Mugabe was the first real world individual to be mentioned in this novel. However, unlike the others mentioned, he is not represented as a natural landmark. Robert was first brought up in Chapter 3 during a conversation between Vimabi's parents. They speak of how they highly dislike him and what he has done to their home country of Zimbabwe. Vimabi's mother quotes the head of the Africana Studies who said "Mugabe is the worst thing that ever happened to Zimbabwe." which leads to finding out about how Mugabe is involved in corruption. At the end of chapter 5, Mugabe is brought up again. We then learn that a favorites flower shop in Zimbabwe had been destroyed under the orders of Mugabe.

The rest of the figures in the novel were not included as much as Mugabe was. Unfortunately only 4 of the 10 total figures included in this novel were actually given named landmarks, and the other 6 were just briefly named. The landmarks given include, Malcolm X Mountains, Martin Luther King Forest, Achebe River, and the lake with the catfish in it was named after Marechera. As for the other 6 figures, their landmarks were not given, but it was stated that they would be included in the dream-world. Maya spoke of how she wanted more literary figures, therefore including Octavia Butler, who is an African-American science fiction writer. Sticking with their occurring theme of literary figures, Vimbai says that Amos Tutuola, a Nigerian fantasy writer would be included in their dream-world next. Not only are literary figures included in their dream-world but Vimabi insisted that they included Wangari Maathai, who is a Nobel Peace Prize winner.

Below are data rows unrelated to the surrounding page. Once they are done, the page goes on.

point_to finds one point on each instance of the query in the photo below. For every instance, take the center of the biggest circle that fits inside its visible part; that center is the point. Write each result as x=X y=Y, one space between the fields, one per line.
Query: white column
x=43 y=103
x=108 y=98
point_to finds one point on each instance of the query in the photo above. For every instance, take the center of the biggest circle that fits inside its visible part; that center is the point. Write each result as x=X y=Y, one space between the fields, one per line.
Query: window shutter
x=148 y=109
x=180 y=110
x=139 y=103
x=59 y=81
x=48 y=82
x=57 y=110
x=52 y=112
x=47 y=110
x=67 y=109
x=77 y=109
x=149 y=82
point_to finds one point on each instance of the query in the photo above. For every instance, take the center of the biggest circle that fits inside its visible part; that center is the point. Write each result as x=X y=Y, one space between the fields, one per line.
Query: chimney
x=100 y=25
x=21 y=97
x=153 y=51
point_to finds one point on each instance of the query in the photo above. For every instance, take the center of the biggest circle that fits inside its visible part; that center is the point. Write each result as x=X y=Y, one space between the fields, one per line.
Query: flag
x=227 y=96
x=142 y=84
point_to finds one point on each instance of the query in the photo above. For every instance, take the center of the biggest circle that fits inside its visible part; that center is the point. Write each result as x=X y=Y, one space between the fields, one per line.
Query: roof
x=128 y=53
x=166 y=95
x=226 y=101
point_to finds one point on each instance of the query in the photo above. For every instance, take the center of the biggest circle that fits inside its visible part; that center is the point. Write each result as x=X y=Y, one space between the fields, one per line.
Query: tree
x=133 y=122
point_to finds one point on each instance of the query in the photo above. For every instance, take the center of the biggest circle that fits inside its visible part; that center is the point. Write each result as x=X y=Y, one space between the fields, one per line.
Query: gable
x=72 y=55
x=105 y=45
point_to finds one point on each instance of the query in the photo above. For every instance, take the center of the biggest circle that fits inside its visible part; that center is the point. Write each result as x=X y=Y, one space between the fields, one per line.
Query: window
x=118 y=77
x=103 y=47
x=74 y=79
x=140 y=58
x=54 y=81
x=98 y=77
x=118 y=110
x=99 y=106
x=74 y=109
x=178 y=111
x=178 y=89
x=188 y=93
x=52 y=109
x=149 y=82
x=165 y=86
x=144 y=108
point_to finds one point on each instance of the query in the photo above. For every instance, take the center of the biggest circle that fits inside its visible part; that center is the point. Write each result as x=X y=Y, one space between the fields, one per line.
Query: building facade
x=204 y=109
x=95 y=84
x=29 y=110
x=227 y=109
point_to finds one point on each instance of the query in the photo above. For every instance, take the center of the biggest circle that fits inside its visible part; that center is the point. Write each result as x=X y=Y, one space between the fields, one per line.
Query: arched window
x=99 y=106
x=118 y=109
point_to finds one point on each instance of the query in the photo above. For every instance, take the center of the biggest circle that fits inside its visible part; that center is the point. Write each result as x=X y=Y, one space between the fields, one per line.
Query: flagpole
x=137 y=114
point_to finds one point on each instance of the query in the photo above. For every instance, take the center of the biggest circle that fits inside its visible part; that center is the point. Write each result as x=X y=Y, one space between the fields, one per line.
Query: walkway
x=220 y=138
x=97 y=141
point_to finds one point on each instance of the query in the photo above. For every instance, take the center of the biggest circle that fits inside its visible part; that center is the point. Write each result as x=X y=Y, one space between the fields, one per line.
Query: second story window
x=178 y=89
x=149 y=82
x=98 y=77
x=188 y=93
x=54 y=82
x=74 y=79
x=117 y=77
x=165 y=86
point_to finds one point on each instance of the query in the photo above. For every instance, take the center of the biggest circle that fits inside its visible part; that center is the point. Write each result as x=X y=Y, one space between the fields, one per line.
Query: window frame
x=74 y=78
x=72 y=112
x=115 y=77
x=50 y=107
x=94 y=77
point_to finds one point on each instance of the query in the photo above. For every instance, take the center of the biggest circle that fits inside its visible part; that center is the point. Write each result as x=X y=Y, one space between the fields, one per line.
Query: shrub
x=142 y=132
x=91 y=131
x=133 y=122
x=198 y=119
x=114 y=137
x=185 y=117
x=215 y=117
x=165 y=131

== Publishing Information ==
Ekaterina Sedia's novel The House of Discarded Dreams was published by Prime Books and distributed by Diamond Book Distributors.

== Critical reaction ==
Publishers Weekly called it a "quirky, joyous fantasy", criticising plotting but praising Sedia's lyrical style. The Denver Post described it as "a beguiling, surrealistic fantasy wonderfully brought to logic-defying life". Locus magazine noted that the book avoided being simply an allegory of African-American experience by the weight it gave to fantastical elements.